American painter (1891–1968)

Louise Crow (September 14, 1891 – July 26, 1968) was an American painter. She is best known for her portraits of Puebloans. She worked in oils and watercolors, and with a wide variety of subjects including landscapes, Northwest scenes of rugged mountains, seascapes, and portraits of such historical figures as Ezra Meeker, a pioneer who traveled the Oregon Trail. Her technique was crisp and clean, and is contemporary despite her working nearly one hundred years ago. Much of her work, which has been a challenge to locate, concentrated on California and Southwest themes. Institutions that own her include the New Mexico Museum of Art, the Museum and History and Industry and the Washington State Governor's Mansion.

== Biography ==
Louise Crow was born on September 14, 1891, in Seattle, Washington. She was raised in a prominent Seattle family, with members active as business leaders, politicians, and musicians.

From a young age Crow was determined to be an artist. In 1914 she attended William Merritt Chase's summer school in Carmel, California; and later studied at the San Francisco Institute of Art (1914 to 1917), under John A. Stanton and Frank Van Sloun. She began exhibiting in California and Seattle in 1915, then studied at the Art Students League under Max Weber, and at the National Academy of Design in New York in 1918. She pursued additional studies with the highly regarded Frank Duveneck at the Art Academy of Cincinnati, and like may other young artists, spent a few months painting in Paris.

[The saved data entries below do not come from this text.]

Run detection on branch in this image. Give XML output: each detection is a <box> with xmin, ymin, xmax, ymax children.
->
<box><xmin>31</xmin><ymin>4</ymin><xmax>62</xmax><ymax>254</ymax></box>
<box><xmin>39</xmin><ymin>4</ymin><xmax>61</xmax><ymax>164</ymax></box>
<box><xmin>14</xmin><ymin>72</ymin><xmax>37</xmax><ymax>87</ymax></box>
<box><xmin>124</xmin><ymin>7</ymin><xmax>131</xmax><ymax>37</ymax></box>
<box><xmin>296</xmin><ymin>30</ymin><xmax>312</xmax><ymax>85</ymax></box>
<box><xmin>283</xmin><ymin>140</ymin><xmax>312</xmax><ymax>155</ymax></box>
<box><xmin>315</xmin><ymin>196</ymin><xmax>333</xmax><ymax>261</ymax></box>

Crow lived in Santa Fe, New Mexico from 1918 to 1921. During this time Crow concentrated on illustrating the Pueblo people and their surrounding landscape. In her first exhibition at the Museum of Art she showed fourteen paintings, and the review in El Palacio was very positive. Edgar Lee Hewett, who was an American anthropologist and archaeologist noticed the fine quality of her work and made her a fellow at the School of American Research in 1920. Crow had a preference for portraiture, her greatest interest being the multi-faceted nature of people. In gratitude of Hewett's support, she painted a portrait of him in 1918 and presented it as a gift to the Museum of New Mexico. Another one of her works in the museum is a portrait Yen-see-do. Painted before 1919, it is a striking image that merges realism with a flat modernist perspective, contrasting darker hues of red and black with pale purple and yellow. This portrait is among the more iconic works in the museums holdings.

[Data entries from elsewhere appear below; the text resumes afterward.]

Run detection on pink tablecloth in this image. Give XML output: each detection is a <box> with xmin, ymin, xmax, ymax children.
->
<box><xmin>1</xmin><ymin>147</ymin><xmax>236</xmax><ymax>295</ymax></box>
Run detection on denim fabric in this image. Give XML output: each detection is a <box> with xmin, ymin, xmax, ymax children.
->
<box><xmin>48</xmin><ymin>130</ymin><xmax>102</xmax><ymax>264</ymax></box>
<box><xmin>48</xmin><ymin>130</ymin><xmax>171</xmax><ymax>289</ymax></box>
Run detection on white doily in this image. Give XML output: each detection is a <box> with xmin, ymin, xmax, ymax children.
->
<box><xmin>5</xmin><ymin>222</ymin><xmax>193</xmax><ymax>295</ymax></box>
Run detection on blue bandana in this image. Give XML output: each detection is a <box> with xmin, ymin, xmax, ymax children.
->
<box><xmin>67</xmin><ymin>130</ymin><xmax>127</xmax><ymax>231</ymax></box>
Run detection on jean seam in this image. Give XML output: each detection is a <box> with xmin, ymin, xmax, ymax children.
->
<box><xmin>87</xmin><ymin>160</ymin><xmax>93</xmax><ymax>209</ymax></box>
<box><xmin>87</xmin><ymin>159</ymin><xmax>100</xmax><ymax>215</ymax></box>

Because of her work with Hewett the San Ildefonso Pueblo became the inspiration for her work. In 1921 Crow brought to Paris several of her paintings of Southwest subject matter, including her very large canvas, Eagle Dance, San Ildefonso, of 1919. The painting was selected for inclusion at the 1921 Salon d’ Automne and was favorably received. The next year she organized an exhibit in Rome. After returning to the United States she divided her rime between Seattle, where she opened a studio, San Francisco, and Santa Fe. When she returned to Santa Fe in 1938, Ina Sizer Cassidy wrote in an article: "It is not to expect too much to feel that the work of Louise Crow in the coming years will add much to the prestige of New Mexico, and Santa Fe in Particular, as an art center of the west."

Ultimately though, by 1938 Crow's circumstances had changed. Her family's fortune had been lost during The Great Depression. She married poet and WWI veteran, Roy A. Keech in 1939 in Santa Fe, New Mexico. Although she had experienced significant success early in life, her painting career was stifled by mental illness in later years. As her mental health deteriorated, she felt compelled to destroy many of the paintings that were once so highly acclaimed. Fewer that twenty of her works are known to exist today.

Towards the latter half of her life she used the last name Boyac. Crow died destitute on July 26, 1968, in San Mateo, California.

== Notable works ==
- Yen-See-Do, 1915, oil on canvas.
- Eagle Dance, San Ildenfonso, 1919, oil on canvas, 6 X 8 feet.